The room looks and sounds great, and we were excited to play. A few
hours later we were told that there was "a problem"?but not from the
Square Room itself. Apparently (and here my information is second
hand, admittedly) the owner of the building that houses the Square
Room is a hard-line fundamentalist religious conservative, and when
the Square Room entered the space they were asked to pledge not to
present material that is any way "indecent" or "immoral", or words to
that effect. We were given to understand that we could perform in the
Square Room if we would agree not to play "Public Sex for Boyd
McDonald", and apparently someone (the owner?) had looked at YouTube
clips of us playing this concert in other cities (London, Paris, etc.-
cities which have so far managed to endure our queer porn onslaught
and emerge unscathed) and decided that that piece was artistically
and/or morally bankrupt and that we were beyond the pale. Martin and I
try not to take what we do too seriously, but we are serious about our
work when the chips are down, and there was no question for us of
altering our show to fit someone else's standards. Sadly, this kind of
resistance to a sexual minority on the part of the landlord for the
Square Room, if that is what it is, confirmed the worst stereotypes
about a bigoted, narrow, and, if I may be blunt, culturally retarded
and backwards mindset that snobby coastal types tend to think pervades
the Deep South; it was exactly the sort of thing that surely this
festival, with its inclusive programming of Antony and other queer
voices, so beautifully counteracted. But luckily, the owner of the
Square Room does not speak for Knoxville. The Big Ears people were
completely supportive and understanding and the show was moved to the
Catalyst, where a loud and large audience took in the show and voiced
their strong support of what we were doing. The Catalyst venue
welcomed us when we were in a tight spot, and the result was a really
hectic Round Robin with Dan Deacon afterwards, and a fun and positive
crowd. So we left Knoxville happy in the knowledge that, thanks to Big
Ears, we were able to play the show we wanted to play, to a roomful of
grownups and hipster kids who are not going to be psychologically
scalded by seeing a penis for three seconds on a video screen. The
people at the Square Room are not the villains here, but I worry that
they have painted themselves into a corner in which they have to
filter what they present on behalf of their landlord's dubious agenda.Happily, the evidence of our concert amply demonstrates that
fundamentalists don't speak for Knoxville.
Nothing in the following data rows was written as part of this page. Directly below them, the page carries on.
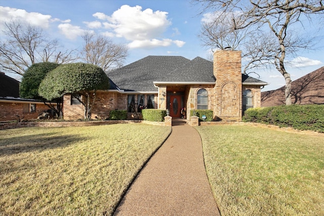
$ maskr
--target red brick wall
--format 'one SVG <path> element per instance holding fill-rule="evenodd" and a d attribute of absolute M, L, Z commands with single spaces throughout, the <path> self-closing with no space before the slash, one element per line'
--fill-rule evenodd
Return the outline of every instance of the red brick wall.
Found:
<path fill-rule="evenodd" d="M 35 119 L 39 113 L 49 109 L 43 103 L 36 103 L 36 112 L 30 113 L 28 103 L 0 102 L 0 121 L 18 120 L 17 115 L 21 119 Z"/>
<path fill-rule="evenodd" d="M 240 121 L 242 117 L 241 52 L 217 51 L 214 54 L 214 114 L 223 120 Z M 215 116 L 216 117 L 216 116 Z"/>

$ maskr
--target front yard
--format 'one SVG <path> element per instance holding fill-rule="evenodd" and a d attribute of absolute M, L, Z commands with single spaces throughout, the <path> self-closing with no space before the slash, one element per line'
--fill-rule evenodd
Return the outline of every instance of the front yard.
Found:
<path fill-rule="evenodd" d="M 324 136 L 196 127 L 222 215 L 324 215 Z M 170 127 L 0 131 L 0 215 L 110 215 Z"/>
<path fill-rule="evenodd" d="M 222 215 L 324 215 L 324 136 L 200 126 Z"/>
<path fill-rule="evenodd" d="M 0 131 L 0 215 L 109 215 L 171 127 Z"/>

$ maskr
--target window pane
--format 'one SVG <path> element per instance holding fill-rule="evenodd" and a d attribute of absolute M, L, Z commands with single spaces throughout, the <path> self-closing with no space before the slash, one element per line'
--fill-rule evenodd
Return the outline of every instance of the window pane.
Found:
<path fill-rule="evenodd" d="M 142 110 L 145 107 L 145 104 L 144 104 L 144 95 L 138 95 L 137 96 L 137 112 L 141 112 Z"/>
<path fill-rule="evenodd" d="M 208 93 L 206 89 L 197 92 L 197 109 L 208 109 Z"/>
<path fill-rule="evenodd" d="M 81 97 L 79 95 L 71 95 L 71 105 L 77 105 L 78 104 L 81 104 L 81 103 L 78 100 L 77 100 L 78 98 L 79 99 L 81 99 Z"/>
<path fill-rule="evenodd" d="M 128 112 L 134 112 L 135 111 L 135 95 L 129 95 L 127 99 Z"/>
<path fill-rule="evenodd" d="M 147 109 L 154 109 L 154 95 L 147 96 Z"/>
<path fill-rule="evenodd" d="M 36 104 L 30 104 L 29 112 L 36 112 Z"/>

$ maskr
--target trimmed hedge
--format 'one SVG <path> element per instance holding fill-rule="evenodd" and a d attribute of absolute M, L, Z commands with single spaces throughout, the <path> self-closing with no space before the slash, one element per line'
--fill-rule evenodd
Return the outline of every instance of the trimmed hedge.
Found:
<path fill-rule="evenodd" d="M 324 105 L 282 105 L 248 109 L 242 120 L 324 133 Z"/>
<path fill-rule="evenodd" d="M 162 109 L 144 109 L 142 110 L 143 119 L 150 121 L 164 121 L 167 110 Z"/>
<path fill-rule="evenodd" d="M 127 110 L 110 110 L 109 112 L 109 119 L 110 120 L 126 120 L 127 119 Z"/>
<path fill-rule="evenodd" d="M 204 121 L 204 119 L 201 118 L 203 115 L 206 116 L 206 119 L 205 121 L 211 121 L 213 120 L 213 110 L 210 109 L 195 109 L 190 110 L 190 116 L 192 116 L 193 115 L 193 111 L 196 112 L 196 116 L 199 117 L 199 121 Z"/>

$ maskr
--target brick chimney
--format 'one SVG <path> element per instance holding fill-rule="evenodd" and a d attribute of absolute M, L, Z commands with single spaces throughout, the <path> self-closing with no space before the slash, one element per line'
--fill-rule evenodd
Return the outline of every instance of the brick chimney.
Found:
<path fill-rule="evenodd" d="M 214 53 L 216 107 L 214 115 L 223 121 L 242 118 L 241 51 L 217 51 Z"/>

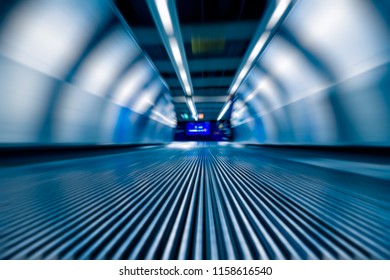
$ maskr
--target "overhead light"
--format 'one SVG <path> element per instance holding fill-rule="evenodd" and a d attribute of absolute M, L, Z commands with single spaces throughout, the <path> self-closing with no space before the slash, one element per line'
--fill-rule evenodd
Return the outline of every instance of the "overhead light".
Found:
<path fill-rule="evenodd" d="M 260 39 L 257 41 L 255 47 L 253 48 L 251 54 L 249 55 L 247 64 L 251 64 L 257 57 L 257 55 L 260 53 L 260 51 L 263 49 L 265 43 L 267 42 L 267 39 L 270 35 L 269 31 L 265 31 Z"/>
<path fill-rule="evenodd" d="M 184 68 L 183 68 L 183 60 L 181 58 L 179 45 L 178 45 L 177 40 L 176 40 L 175 37 L 169 38 L 169 45 L 171 46 L 171 50 L 172 50 L 173 57 L 175 59 L 177 67 L 179 69 L 182 68 L 184 70 Z"/>
<path fill-rule="evenodd" d="M 231 104 L 232 104 L 232 101 L 231 101 L 231 100 L 229 100 L 229 101 L 225 104 L 225 106 L 223 107 L 221 113 L 220 113 L 219 116 L 218 116 L 217 121 L 219 121 L 219 120 L 222 119 L 222 117 L 225 115 L 226 111 L 229 109 L 229 107 L 230 107 Z"/>
<path fill-rule="evenodd" d="M 274 12 L 271 15 L 271 18 L 268 21 L 266 30 L 261 33 L 261 36 L 258 38 L 256 44 L 251 50 L 248 50 L 247 53 L 250 53 L 245 63 L 243 63 L 239 74 L 234 79 L 234 82 L 230 88 L 229 94 L 234 95 L 237 89 L 240 87 L 241 83 L 244 81 L 245 77 L 248 75 L 250 69 L 256 62 L 256 59 L 259 57 L 261 52 L 264 50 L 266 43 L 271 35 L 271 30 L 277 25 L 280 19 L 287 12 L 292 0 L 279 0 Z"/>
<path fill-rule="evenodd" d="M 177 77 L 186 96 L 192 96 L 193 88 L 188 68 L 188 63 L 183 46 L 179 19 L 177 17 L 174 0 L 147 0 L 153 19 L 168 52 L 169 58 L 175 69 Z M 189 103 L 188 103 L 189 104 Z M 190 106 L 190 105 L 189 105 Z M 196 115 L 195 104 L 192 101 Z M 190 108 L 189 108 L 190 109 Z"/>
<path fill-rule="evenodd" d="M 290 5 L 291 0 L 279 0 L 276 6 L 275 11 L 272 13 L 270 20 L 268 21 L 267 30 L 272 30 L 279 22 L 279 20 L 283 17 L 286 12 L 288 6 Z"/>
<path fill-rule="evenodd" d="M 162 24 L 164 26 L 165 33 L 167 33 L 168 36 L 173 35 L 173 24 L 171 15 L 169 13 L 168 9 L 168 1 L 167 0 L 156 0 L 156 6 L 158 13 L 160 14 L 160 18 L 162 21 Z"/>

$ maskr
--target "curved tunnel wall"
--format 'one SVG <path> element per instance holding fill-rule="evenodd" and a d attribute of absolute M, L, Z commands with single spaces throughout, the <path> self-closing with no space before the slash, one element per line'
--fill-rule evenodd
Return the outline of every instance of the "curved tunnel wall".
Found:
<path fill-rule="evenodd" d="M 235 139 L 390 145 L 388 1 L 296 1 L 238 89 Z"/>
<path fill-rule="evenodd" d="M 109 1 L 6 2 L 0 144 L 173 139 L 169 91 Z"/>

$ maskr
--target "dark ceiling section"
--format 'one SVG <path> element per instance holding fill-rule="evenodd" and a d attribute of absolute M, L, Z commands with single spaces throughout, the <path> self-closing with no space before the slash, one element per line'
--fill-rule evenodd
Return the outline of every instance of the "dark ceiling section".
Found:
<path fill-rule="evenodd" d="M 184 92 L 146 1 L 115 2 L 141 48 L 166 80 L 174 97 L 178 121 L 185 120 L 182 115 L 191 114 Z M 205 120 L 217 119 L 267 4 L 266 0 L 176 1 L 195 106 Z"/>

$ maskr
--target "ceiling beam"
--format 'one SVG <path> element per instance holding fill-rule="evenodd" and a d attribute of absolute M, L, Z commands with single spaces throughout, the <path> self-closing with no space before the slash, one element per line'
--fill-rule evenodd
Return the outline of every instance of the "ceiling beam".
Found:
<path fill-rule="evenodd" d="M 224 24 L 203 24 L 181 26 L 183 42 L 191 43 L 193 37 L 221 38 L 225 41 L 250 40 L 257 27 L 256 21 L 226 22 Z M 133 27 L 139 44 L 161 45 L 162 41 L 154 27 Z"/>

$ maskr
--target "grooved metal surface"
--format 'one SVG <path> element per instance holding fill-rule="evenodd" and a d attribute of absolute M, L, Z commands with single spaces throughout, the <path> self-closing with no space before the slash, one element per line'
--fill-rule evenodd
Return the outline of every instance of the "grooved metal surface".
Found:
<path fill-rule="evenodd" d="M 1 259 L 389 259 L 388 181 L 172 144 L 0 170 Z"/>

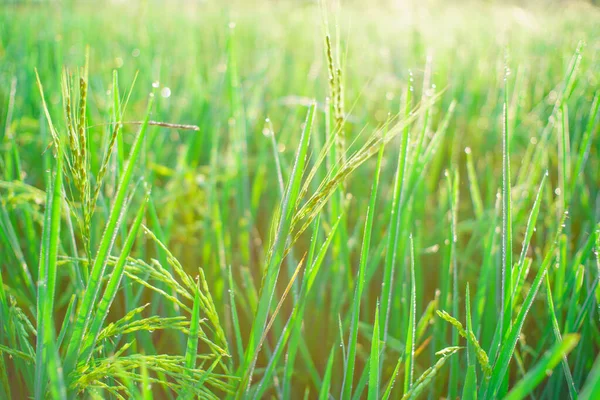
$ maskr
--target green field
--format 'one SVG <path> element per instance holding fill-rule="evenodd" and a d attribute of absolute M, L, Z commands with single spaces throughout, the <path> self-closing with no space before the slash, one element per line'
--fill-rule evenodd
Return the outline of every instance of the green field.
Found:
<path fill-rule="evenodd" d="M 600 398 L 600 9 L 395 3 L 0 4 L 0 399 Z"/>

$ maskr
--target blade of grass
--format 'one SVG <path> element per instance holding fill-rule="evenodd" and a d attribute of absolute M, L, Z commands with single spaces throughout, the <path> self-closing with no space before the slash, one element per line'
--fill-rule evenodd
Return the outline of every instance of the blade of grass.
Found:
<path fill-rule="evenodd" d="M 81 343 L 84 339 L 84 336 L 90 323 L 93 305 L 96 302 L 98 293 L 100 291 L 100 282 L 104 277 L 104 271 L 106 269 L 108 256 L 112 250 L 114 240 L 119 231 L 122 216 L 126 212 L 125 198 L 130 186 L 131 179 L 133 177 L 134 167 L 137 164 L 139 155 L 142 150 L 153 102 L 154 96 L 151 96 L 148 102 L 148 108 L 146 111 L 144 124 L 140 127 L 138 131 L 138 134 L 131 148 L 129 158 L 127 160 L 127 165 L 125 166 L 125 169 L 119 181 L 119 186 L 111 207 L 110 216 L 108 222 L 106 223 L 104 233 L 102 234 L 102 239 L 100 241 L 100 245 L 98 247 L 96 257 L 94 258 L 92 269 L 90 271 L 90 276 L 86 286 L 86 290 L 83 294 L 83 298 L 81 299 L 79 310 L 77 311 L 73 334 L 71 336 L 71 340 L 69 341 L 69 346 L 67 348 L 67 353 L 65 356 L 64 368 L 65 374 L 67 376 L 77 365 L 80 355 Z"/>
<path fill-rule="evenodd" d="M 568 334 L 565 335 L 563 339 L 564 340 L 557 342 L 554 347 L 529 370 L 527 375 L 517 382 L 505 397 L 506 400 L 524 399 L 531 393 L 533 389 L 547 378 L 547 371 L 552 371 L 554 367 L 561 362 L 571 350 L 573 350 L 579 342 L 579 335 Z"/>
<path fill-rule="evenodd" d="M 287 238 L 291 227 L 292 218 L 294 216 L 295 204 L 298 199 L 300 191 L 300 183 L 302 179 L 302 173 L 304 171 L 304 165 L 306 161 L 306 154 L 308 151 L 308 143 L 310 139 L 310 132 L 314 121 L 316 105 L 313 103 L 306 117 L 304 131 L 302 132 L 302 138 L 300 145 L 296 153 L 296 161 L 288 182 L 285 197 L 282 201 L 280 220 L 277 228 L 276 236 L 273 240 L 273 245 L 269 251 L 267 260 L 267 267 L 264 271 L 262 288 L 260 292 L 260 300 L 256 315 L 252 323 L 252 329 L 248 345 L 246 347 L 245 359 L 240 369 L 242 381 L 239 386 L 237 398 L 241 398 L 242 394 L 249 388 L 249 383 L 253 370 L 253 360 L 256 358 L 258 351 L 258 344 L 260 338 L 263 336 L 269 310 L 271 307 L 271 301 L 275 293 L 275 285 L 279 276 L 279 265 L 281 264 L 283 253 L 285 251 Z"/>
<path fill-rule="evenodd" d="M 381 172 L 381 161 L 383 159 L 383 149 L 383 146 L 381 146 L 381 148 L 379 149 L 379 155 L 377 157 L 377 166 L 375 167 L 375 176 L 373 177 L 373 185 L 371 186 L 371 197 L 369 199 L 367 217 L 365 220 L 363 241 L 360 252 L 360 261 L 356 279 L 356 289 L 354 301 L 352 304 L 351 331 L 350 337 L 348 338 L 348 358 L 346 360 L 346 365 L 344 366 L 344 382 L 342 384 L 341 393 L 342 399 L 350 399 L 352 397 L 354 365 L 356 362 L 356 346 L 358 343 L 358 325 L 360 321 L 360 305 L 364 292 L 367 260 L 369 258 L 369 250 L 371 247 L 371 235 L 373 233 L 373 218 L 375 215 L 375 204 L 377 202 L 377 189 L 379 187 L 379 176 Z M 379 313 L 377 315 L 379 316 Z"/>
<path fill-rule="evenodd" d="M 413 384 L 415 360 L 415 314 L 417 312 L 417 285 L 415 282 L 415 245 L 410 235 L 410 314 L 406 332 L 406 348 L 404 350 L 404 393 L 408 393 Z"/>
<path fill-rule="evenodd" d="M 375 308 L 375 326 L 371 339 L 371 356 L 369 357 L 369 400 L 379 399 L 379 304 Z"/>

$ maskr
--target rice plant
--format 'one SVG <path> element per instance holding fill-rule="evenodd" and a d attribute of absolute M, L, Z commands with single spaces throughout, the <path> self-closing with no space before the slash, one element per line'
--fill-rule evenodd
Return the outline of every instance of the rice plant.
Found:
<path fill-rule="evenodd" d="M 600 396 L 600 11 L 0 7 L 0 398 Z"/>

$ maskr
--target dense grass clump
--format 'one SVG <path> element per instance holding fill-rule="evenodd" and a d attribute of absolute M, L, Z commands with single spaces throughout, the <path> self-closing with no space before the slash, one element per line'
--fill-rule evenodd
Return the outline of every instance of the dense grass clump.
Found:
<path fill-rule="evenodd" d="M 0 9 L 0 398 L 599 398 L 598 21 Z"/>

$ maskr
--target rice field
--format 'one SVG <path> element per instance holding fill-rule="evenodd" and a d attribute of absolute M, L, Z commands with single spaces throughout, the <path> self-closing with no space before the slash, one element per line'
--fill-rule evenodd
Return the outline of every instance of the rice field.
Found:
<path fill-rule="evenodd" d="M 0 4 L 0 398 L 600 398 L 599 21 Z"/>

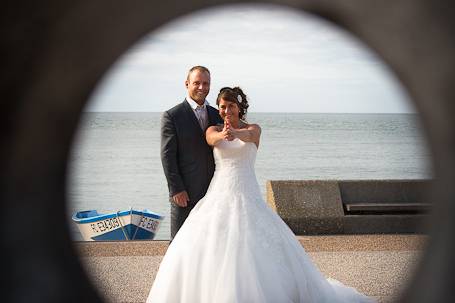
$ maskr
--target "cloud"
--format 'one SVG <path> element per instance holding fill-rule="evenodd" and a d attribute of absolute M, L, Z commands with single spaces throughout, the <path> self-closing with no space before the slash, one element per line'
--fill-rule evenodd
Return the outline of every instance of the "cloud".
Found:
<path fill-rule="evenodd" d="M 246 87 L 261 99 L 259 111 L 282 111 L 275 102 L 280 96 L 289 111 L 412 111 L 389 69 L 352 35 L 272 5 L 204 10 L 154 31 L 112 67 L 90 109 L 162 111 L 184 97 L 183 81 L 193 65 L 210 68 L 212 92 Z M 305 94 L 311 106 L 293 99 Z M 132 96 L 129 105 L 118 96 Z M 151 105 L 155 98 L 165 101 Z"/>

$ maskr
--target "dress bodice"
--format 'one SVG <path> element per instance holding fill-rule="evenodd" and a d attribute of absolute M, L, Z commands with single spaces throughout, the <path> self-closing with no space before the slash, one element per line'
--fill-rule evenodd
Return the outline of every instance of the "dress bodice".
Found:
<path fill-rule="evenodd" d="M 254 175 L 257 147 L 253 142 L 223 140 L 213 149 L 215 174 Z"/>

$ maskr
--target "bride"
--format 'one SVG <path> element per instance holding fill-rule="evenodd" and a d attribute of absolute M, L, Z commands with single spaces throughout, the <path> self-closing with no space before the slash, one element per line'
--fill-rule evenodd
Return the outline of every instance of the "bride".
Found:
<path fill-rule="evenodd" d="M 261 196 L 254 172 L 261 129 L 245 122 L 246 95 L 220 90 L 223 126 L 211 126 L 215 174 L 174 237 L 147 302 L 372 302 L 325 279 Z"/>

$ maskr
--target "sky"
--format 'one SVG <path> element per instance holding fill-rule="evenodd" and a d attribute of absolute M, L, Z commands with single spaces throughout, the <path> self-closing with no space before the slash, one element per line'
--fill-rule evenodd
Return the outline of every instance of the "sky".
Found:
<path fill-rule="evenodd" d="M 194 65 L 221 87 L 240 86 L 250 112 L 410 113 L 390 69 L 343 29 L 284 6 L 235 5 L 173 20 L 110 68 L 86 111 L 162 112 L 182 102 Z"/>

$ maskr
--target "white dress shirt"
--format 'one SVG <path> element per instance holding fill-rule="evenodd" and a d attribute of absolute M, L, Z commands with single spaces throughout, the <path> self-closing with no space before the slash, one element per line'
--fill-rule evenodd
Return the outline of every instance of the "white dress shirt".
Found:
<path fill-rule="evenodd" d="M 199 105 L 191 99 L 190 96 L 186 96 L 186 101 L 190 104 L 191 108 L 193 109 L 194 114 L 196 115 L 197 120 L 199 121 L 199 125 L 201 126 L 202 130 L 205 130 L 208 125 L 208 115 L 207 115 L 207 105 L 209 103 L 207 100 L 204 101 L 202 105 Z"/>

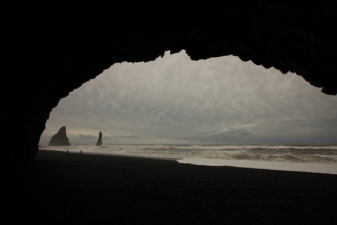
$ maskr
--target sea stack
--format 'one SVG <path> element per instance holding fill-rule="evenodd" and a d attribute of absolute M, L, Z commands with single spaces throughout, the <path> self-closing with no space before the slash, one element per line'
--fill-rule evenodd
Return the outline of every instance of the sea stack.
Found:
<path fill-rule="evenodd" d="M 96 146 L 100 146 L 102 145 L 102 131 L 99 131 L 99 134 L 98 134 L 98 140 L 97 141 L 96 143 Z"/>
<path fill-rule="evenodd" d="M 67 137 L 65 132 L 65 127 L 63 126 L 60 128 L 59 132 L 52 137 L 49 142 L 49 146 L 69 146 L 71 144 L 69 139 Z"/>

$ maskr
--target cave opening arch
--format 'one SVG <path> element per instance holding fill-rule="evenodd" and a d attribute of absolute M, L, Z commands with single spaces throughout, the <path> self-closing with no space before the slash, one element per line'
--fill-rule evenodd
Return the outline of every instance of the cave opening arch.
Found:
<path fill-rule="evenodd" d="M 1 117 L 9 137 L 5 160 L 34 159 L 50 112 L 70 92 L 115 63 L 148 62 L 168 50 L 184 49 L 193 60 L 237 56 L 296 73 L 335 95 L 336 8 L 329 1 L 218 3 L 193 10 L 170 8 L 179 12 L 174 18 L 163 17 L 165 9 L 158 8 L 154 14 L 135 11 L 127 18 L 29 19 L 24 30 L 6 26 L 7 42 L 17 45 L 5 47 L 4 74 L 19 65 L 24 75 L 8 76 L 6 84 L 15 90 L 2 91 L 8 96 Z M 27 29 L 32 34 L 19 39 Z"/>

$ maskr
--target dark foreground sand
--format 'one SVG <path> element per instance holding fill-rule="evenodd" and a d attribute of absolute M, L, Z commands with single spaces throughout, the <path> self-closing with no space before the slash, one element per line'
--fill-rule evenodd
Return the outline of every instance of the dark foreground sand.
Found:
<path fill-rule="evenodd" d="M 6 224 L 337 223 L 336 175 L 42 150 L 3 167 Z"/>

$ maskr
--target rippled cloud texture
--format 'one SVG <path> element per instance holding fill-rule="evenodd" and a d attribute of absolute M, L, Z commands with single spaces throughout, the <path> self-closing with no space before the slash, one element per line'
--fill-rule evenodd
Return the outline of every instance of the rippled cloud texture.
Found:
<path fill-rule="evenodd" d="M 337 97 L 301 77 L 233 56 L 183 50 L 112 66 L 61 100 L 40 141 L 72 144 L 336 143 Z"/>

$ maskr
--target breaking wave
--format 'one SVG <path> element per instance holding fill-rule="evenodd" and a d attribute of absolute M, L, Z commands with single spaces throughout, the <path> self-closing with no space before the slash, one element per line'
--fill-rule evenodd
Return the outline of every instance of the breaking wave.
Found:
<path fill-rule="evenodd" d="M 74 145 L 54 150 L 161 156 L 337 165 L 336 144 L 296 145 Z M 52 149 L 51 147 L 47 148 Z"/>

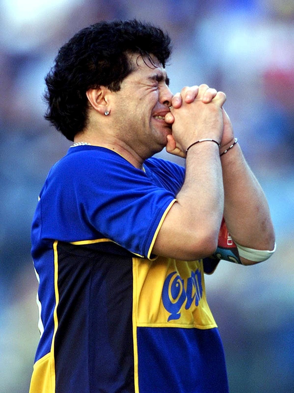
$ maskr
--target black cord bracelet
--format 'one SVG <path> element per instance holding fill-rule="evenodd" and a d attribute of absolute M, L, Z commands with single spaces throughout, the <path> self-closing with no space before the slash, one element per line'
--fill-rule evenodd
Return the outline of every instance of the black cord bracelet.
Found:
<path fill-rule="evenodd" d="M 220 154 L 219 155 L 219 156 L 220 157 L 221 157 L 223 155 L 223 154 L 225 154 L 226 153 L 226 152 L 228 150 L 230 150 L 230 149 L 232 149 L 232 147 L 233 147 L 234 146 L 235 146 L 235 145 L 237 143 L 237 142 L 238 142 L 238 138 L 235 138 L 235 139 L 234 139 L 234 141 L 233 142 L 233 143 L 231 145 L 231 146 L 229 146 L 229 147 L 228 148 L 228 149 L 226 149 L 226 150 L 224 151 L 223 151 L 223 152 L 222 153 L 222 154 Z"/>
<path fill-rule="evenodd" d="M 214 142 L 215 143 L 216 143 L 217 145 L 218 145 L 218 146 L 219 147 L 220 146 L 219 143 L 218 142 L 217 142 L 217 141 L 215 141 L 214 139 L 211 139 L 211 138 L 206 138 L 205 139 L 199 139 L 198 141 L 197 141 L 196 142 L 194 142 L 193 143 L 192 143 L 192 145 L 190 145 L 190 146 L 189 146 L 189 147 L 187 148 L 187 149 L 186 149 L 186 154 L 187 154 L 187 152 L 188 152 L 188 151 L 190 149 L 190 148 L 192 147 L 193 146 L 194 146 L 194 145 L 196 145 L 196 143 L 198 143 L 200 142 L 205 142 L 206 141 L 209 141 L 210 142 Z"/>

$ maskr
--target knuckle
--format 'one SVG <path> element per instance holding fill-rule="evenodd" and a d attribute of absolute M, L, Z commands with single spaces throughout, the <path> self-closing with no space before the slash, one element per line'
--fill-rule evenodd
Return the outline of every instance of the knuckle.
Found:
<path fill-rule="evenodd" d="M 199 85 L 199 88 L 201 89 L 201 90 L 206 89 L 207 90 L 209 88 L 209 86 L 208 86 L 206 83 L 202 83 L 201 84 Z"/>

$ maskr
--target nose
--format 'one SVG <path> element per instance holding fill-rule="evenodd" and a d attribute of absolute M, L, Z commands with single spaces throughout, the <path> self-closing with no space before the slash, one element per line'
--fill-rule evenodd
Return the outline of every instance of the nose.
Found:
<path fill-rule="evenodd" d="M 159 102 L 166 107 L 171 105 L 173 93 L 168 86 L 162 86 L 160 90 Z"/>

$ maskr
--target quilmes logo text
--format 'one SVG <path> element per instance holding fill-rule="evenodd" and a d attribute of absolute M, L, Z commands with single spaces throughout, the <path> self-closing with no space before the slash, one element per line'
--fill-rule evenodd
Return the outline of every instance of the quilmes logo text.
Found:
<path fill-rule="evenodd" d="M 185 280 L 177 272 L 169 274 L 164 281 L 162 294 L 164 306 L 171 314 L 168 321 L 180 317 L 180 310 L 185 302 L 186 310 L 193 304 L 198 306 L 202 293 L 201 274 L 198 269 L 191 272 L 191 276 Z"/>

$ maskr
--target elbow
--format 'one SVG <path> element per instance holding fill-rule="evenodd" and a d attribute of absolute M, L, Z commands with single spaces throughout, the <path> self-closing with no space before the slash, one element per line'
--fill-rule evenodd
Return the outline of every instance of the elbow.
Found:
<path fill-rule="evenodd" d="M 185 259 L 195 261 L 212 255 L 217 248 L 218 239 L 218 232 L 202 233 L 198 236 L 194 233 L 189 244 L 186 244 Z"/>

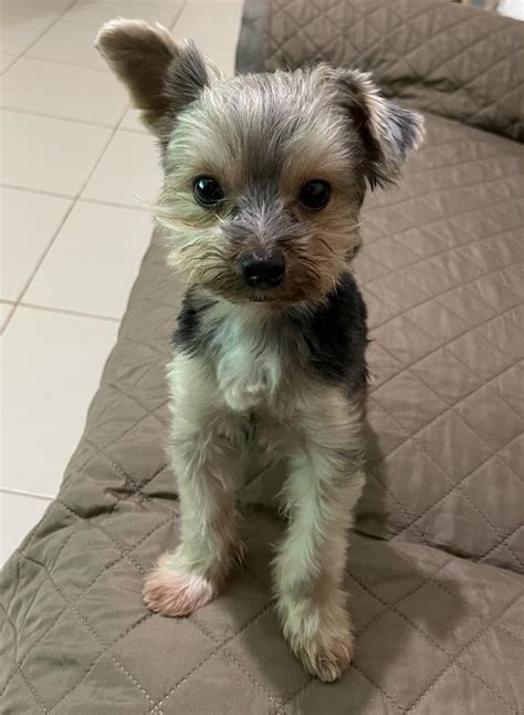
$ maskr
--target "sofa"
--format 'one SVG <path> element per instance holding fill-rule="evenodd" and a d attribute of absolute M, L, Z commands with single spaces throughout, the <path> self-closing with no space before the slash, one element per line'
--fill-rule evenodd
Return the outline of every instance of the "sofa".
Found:
<path fill-rule="evenodd" d="M 245 562 L 185 619 L 144 576 L 177 542 L 165 365 L 184 287 L 154 234 L 60 494 L 1 576 L 2 715 L 524 713 L 524 30 L 447 0 L 248 0 L 240 71 L 327 61 L 425 113 L 366 199 L 367 485 L 356 633 L 307 675 L 271 599 L 279 469 L 239 491 Z"/>

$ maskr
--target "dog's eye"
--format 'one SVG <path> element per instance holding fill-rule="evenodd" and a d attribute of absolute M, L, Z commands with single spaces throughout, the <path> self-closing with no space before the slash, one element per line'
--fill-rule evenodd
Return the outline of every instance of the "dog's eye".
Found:
<path fill-rule="evenodd" d="M 298 195 L 298 199 L 306 208 L 312 208 L 318 211 L 321 208 L 327 206 L 331 195 L 332 187 L 327 182 L 314 179 L 313 182 L 304 184 Z"/>
<path fill-rule="evenodd" d="M 201 206 L 214 206 L 223 198 L 220 184 L 209 176 L 200 176 L 192 185 L 195 200 Z"/>

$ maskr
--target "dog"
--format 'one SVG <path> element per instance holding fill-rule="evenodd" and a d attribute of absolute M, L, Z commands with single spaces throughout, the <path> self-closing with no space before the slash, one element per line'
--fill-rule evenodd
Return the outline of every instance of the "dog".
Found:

In this interview with Andrew Clayman that we ran to preview the festival, Daniel said one of his motivations for taking part in Big Ears was to resist big-city stereotypes about the South:
"I think the shear incongruity of that kind of music in that part of the country appealed to me," Daniel explains. "I grew up in Louisville, Ky., so to me, that part of the country is not a place I'm suspicious of or condescending towards in the way I think a lot of people are.
"I think a lot of people who are in New York or L.A. kind of pooh-pooh the rest of the country and don't really assume that people there have any curiosity about experimental work. But my experience, growing up in Louisville, is that I was totally famished for it, and really intrigued by the examples of it I saw around me."